Everyone is different.
 

InsaneCdn

Well-Known Member
OK, we're a methylphenidate family... we've been on generic-short-acting, brand-name Ritalin, and Concerta.

ALL of them have similar appetite-suppression effects.
So, I'm surprised she doesn't think the Concerta does...

Ritalin loses significant effect in 3.5 to 4 hours. This means that if she is taking it at 3... it DEFINITELY affects supper. When the kids were on straight Ritalin, their second dose was lunch, and it was worn off before supper. I take my second dose WITH supper - maybe I should start taking it an hour before, just to get the appetite suppression effect!?!? What time does she shut down at night? Would it work for her to do homework after supper? Another option is to take quick-acting Ritalin for her early-morning dose, and delay taking the Concerta until 30-60 minutes before school starts (depending on how long it takes for HER to get therapeutic effect)... and maybe gain a bit of evening time?
 

StressedM0mma

Active Member
Thanks guys. I think the Ritalin is just not the right drug of choice for her.

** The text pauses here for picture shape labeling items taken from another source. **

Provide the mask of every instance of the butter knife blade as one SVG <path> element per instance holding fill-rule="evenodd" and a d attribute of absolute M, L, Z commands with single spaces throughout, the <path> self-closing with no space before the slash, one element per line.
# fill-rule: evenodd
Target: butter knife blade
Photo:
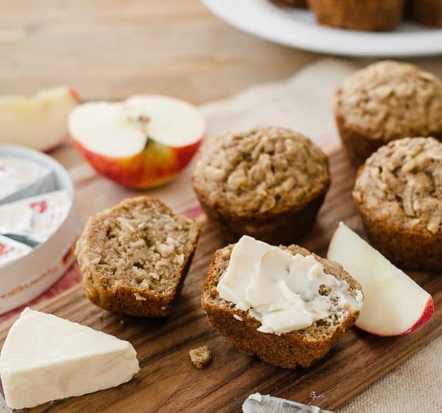
<path fill-rule="evenodd" d="M 269 394 L 250 394 L 242 404 L 243 413 L 333 413 Z"/>

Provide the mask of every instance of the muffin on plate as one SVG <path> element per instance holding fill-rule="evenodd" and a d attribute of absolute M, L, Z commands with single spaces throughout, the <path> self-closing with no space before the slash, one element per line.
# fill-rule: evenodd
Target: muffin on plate
<path fill-rule="evenodd" d="M 309 138 L 267 127 L 212 138 L 200 149 L 193 187 L 228 241 L 302 238 L 330 185 L 327 157 Z"/>
<path fill-rule="evenodd" d="M 290 6 L 298 9 L 307 9 L 307 0 L 270 0 L 272 3 L 282 6 Z"/>
<path fill-rule="evenodd" d="M 411 14 L 421 24 L 442 27 L 442 1 L 441 0 L 413 0 Z"/>
<path fill-rule="evenodd" d="M 413 65 L 379 62 L 345 81 L 334 110 L 342 144 L 357 167 L 391 140 L 442 138 L 442 82 Z"/>
<path fill-rule="evenodd" d="M 91 217 L 76 249 L 88 298 L 109 311 L 169 315 L 199 235 L 197 222 L 148 197 Z"/>
<path fill-rule="evenodd" d="M 394 30 L 402 19 L 405 0 L 308 0 L 320 24 L 369 31 Z"/>
<path fill-rule="evenodd" d="M 389 259 L 442 270 L 442 143 L 404 138 L 379 148 L 359 169 L 353 191 L 367 236 Z"/>

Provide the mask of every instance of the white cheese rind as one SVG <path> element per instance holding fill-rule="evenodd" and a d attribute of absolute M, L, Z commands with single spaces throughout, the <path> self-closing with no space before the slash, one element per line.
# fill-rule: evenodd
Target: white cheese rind
<path fill-rule="evenodd" d="M 0 233 L 44 242 L 66 219 L 70 205 L 64 189 L 0 205 Z"/>
<path fill-rule="evenodd" d="M 139 370 L 129 342 L 29 308 L 9 330 L 0 354 L 11 409 L 118 386 Z"/>
<path fill-rule="evenodd" d="M 320 293 L 321 288 L 329 293 Z M 325 273 L 312 255 L 293 255 L 242 236 L 232 251 L 227 268 L 217 286 L 220 297 L 261 322 L 258 331 L 283 334 L 307 328 L 331 314 L 339 323 L 362 306 L 362 293 Z"/>
<path fill-rule="evenodd" d="M 51 173 L 51 169 L 33 161 L 0 156 L 0 201 Z"/>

She just keeps talking about how "icky" she feels, and how completely exhausted it makes her feel. (After hearing what you guys have said I am guessing that is the crash) I think I am going to call the psychiatrist and tell her this is a no for difficult child. difficult child actually said she doesn't want to take it, and she is the one that is very compliant with her medications.

So, my main question is about the Concerta then. Would a higher dose last longer, or could she take a small dose of it at 3 when she gets home and still be able to sleep? (And eat) The only reason we are not having "food issues" is that she is making up her lost calories in the evening after the concerta wears off.
 

InsaneCdn

Well-Known Member
Yes an overlapping dose of Concerta would affect both appetite and sleep.
She's taking her current dose at what, 7? 6:30... so she's getting about the normal 8 hours of effective dose.

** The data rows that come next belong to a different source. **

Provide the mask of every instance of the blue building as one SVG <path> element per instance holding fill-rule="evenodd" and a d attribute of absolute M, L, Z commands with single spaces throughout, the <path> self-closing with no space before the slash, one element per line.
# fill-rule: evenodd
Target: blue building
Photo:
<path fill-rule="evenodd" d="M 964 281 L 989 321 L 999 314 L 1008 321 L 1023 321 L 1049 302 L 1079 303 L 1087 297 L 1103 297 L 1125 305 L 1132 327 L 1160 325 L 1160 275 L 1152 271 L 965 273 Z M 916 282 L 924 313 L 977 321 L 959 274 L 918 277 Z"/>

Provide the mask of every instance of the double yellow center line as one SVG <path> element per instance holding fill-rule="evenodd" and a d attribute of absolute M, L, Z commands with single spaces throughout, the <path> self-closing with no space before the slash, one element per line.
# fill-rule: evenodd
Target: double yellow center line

Perhaps she needs a different booster... like strattera. Yes, you can be on both. Our psychiatrist says that strattera alone usually isn't effective, but it can be paired with methylphenidate and/or other stims (it's a non-stimulant). Strattera is a build-up medication, but once it kicks in, it provides a 24/7 baseline. And it doesn't seem to affect appetite.
 

buddy

New Member
Quin did do another dose for years, BUT, they timed it for when dose one starts to reduce....at about six hours, so he took the 2nd dose at school, plus it was a small dose comparatively speaking. He took it at one o'clock. So it was worn down by nine for him. As I said, for him, it didn't affect hunger....he eats better because he can sit down and attend to the meal, lol. He also can take even ritalin, and fall asleep, so he is not typical that way.

But one day..like a Friday...of trying a low dose Concerta six hours after the first dose could be something to try...(the psychiatrist who did that worked at mayo on research about bioavailabiliy etc....it all made sense at the time and it worked)

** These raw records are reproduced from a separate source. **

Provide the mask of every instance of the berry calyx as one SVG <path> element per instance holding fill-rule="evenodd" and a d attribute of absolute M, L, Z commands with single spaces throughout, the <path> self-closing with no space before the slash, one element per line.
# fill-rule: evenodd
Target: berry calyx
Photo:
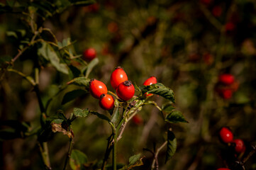
<path fill-rule="evenodd" d="M 229 143 L 233 141 L 233 133 L 231 130 L 228 128 L 226 127 L 222 128 L 220 130 L 219 135 L 221 140 L 224 143 Z"/>
<path fill-rule="evenodd" d="M 135 89 L 130 81 L 126 81 L 120 84 L 116 89 L 117 96 L 123 101 L 132 98 L 134 93 Z"/>
<path fill-rule="evenodd" d="M 233 141 L 235 144 L 235 151 L 237 153 L 243 153 L 245 151 L 245 145 L 243 141 L 240 139 L 236 139 Z"/>
<path fill-rule="evenodd" d="M 89 81 L 89 91 L 93 97 L 99 99 L 101 94 L 108 92 L 108 89 L 101 81 L 92 79 Z"/>
<path fill-rule="evenodd" d="M 111 95 L 103 94 L 99 101 L 99 106 L 104 110 L 110 110 L 113 108 L 114 105 L 114 99 Z"/>
<path fill-rule="evenodd" d="M 114 89 L 116 89 L 120 84 L 127 80 L 127 74 L 121 67 L 116 67 L 116 69 L 112 72 L 111 76 L 110 77 L 110 82 Z"/>
<path fill-rule="evenodd" d="M 141 125 L 143 123 L 143 119 L 140 115 L 135 115 L 133 118 L 133 122 L 137 125 Z"/>
<path fill-rule="evenodd" d="M 223 74 L 218 77 L 218 81 L 226 85 L 230 85 L 234 82 L 235 78 L 230 74 Z"/>
<path fill-rule="evenodd" d="M 90 47 L 85 50 L 83 52 L 84 58 L 86 60 L 91 61 L 96 57 L 96 50 L 94 48 Z"/>
<path fill-rule="evenodd" d="M 143 83 L 144 86 L 149 86 L 153 84 L 156 84 L 157 83 L 157 78 L 155 78 L 155 76 L 150 76 L 150 78 L 148 78 L 148 79 L 146 79 L 146 81 L 145 81 L 145 82 Z M 148 94 L 146 95 L 146 96 L 151 96 L 153 94 Z"/>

Just increasing it will not extend the time it is effective as I understand it. The medication is more equal in how it is in the blood than taking short acting ritalin ....but it is not totally even....it is only 30% ish at the beginning and end....there are other long acting forms like a patch and others...so you can ask about that too.
 

StressedM0mma

Active Member
Thanks Buddy. That is what I thought. difficult child is positive she does not want to take the Concerta either. I would like to see her on it, but I am putting this in a C basket. I figure if she quits taking it, maybe she can see the difference and realize how helpful it has been. I didn't give it to her this morning, and we are having more of a battle than usual. So, we will see.